Apple raised prices across devices, explicitly blaming surging AI memory and chip costs — the same cost pressure pushing Amazon and others to hike cloud prices. Simultaneously, WWDC 2026's headline was a major Siri overhaul powered by Google's Gemini models, enabling multi-turn conversations, on-screen context awareness and deeper personal-data integration across apps.
The Gemini partnership is the strategically loaded detail: rather than ship a fully in-house frontier assistant, Apple is leaning on Google's models to power the new Siri, a pragmatic acknowledgment of where frontier capability sits. The catch — the upgraded Siri won't come to all devices, a limitation that conveniently pushes users toward new Apple TV and HomePod hardware. iOS 27 also adds Apple Intelligence touches like one-tap Messages suggestions.

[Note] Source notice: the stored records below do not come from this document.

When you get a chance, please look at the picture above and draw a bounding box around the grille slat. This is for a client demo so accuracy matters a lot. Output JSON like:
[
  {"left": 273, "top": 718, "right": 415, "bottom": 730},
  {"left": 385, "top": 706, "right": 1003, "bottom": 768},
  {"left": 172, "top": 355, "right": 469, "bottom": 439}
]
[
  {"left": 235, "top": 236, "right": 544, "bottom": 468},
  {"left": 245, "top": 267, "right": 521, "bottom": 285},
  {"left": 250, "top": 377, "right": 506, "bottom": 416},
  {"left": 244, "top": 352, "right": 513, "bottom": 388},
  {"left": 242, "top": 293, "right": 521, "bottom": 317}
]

There are two friction points. First, the EU rollout for iOS 27 and iPadOS 27 faces delays attributed to the Digital Markets Act, leaving European users behind. Second, pairing a price increase with an AI feature that excludes older hardware risks a backlash narrative that Apple is monetizing AI through forced upgrades.
Competitively, the Gemini deal deepens Google's reach into the iPhone install base — a major distribution win for Gemini even as Google's own flagship Gemini 3.5 Pro slips — while underscoring Apple's continued lag in homegrown frontier models. Watch how the price hikes land with consumers against the chip-cost justification, whether the Gemini-Siri experience actually differentiates from rivals, and when (or whether) EU users get parity. The broader signal: even Apple, with its silicon advantages, is exposed to the industry-wide AI cost squeeze.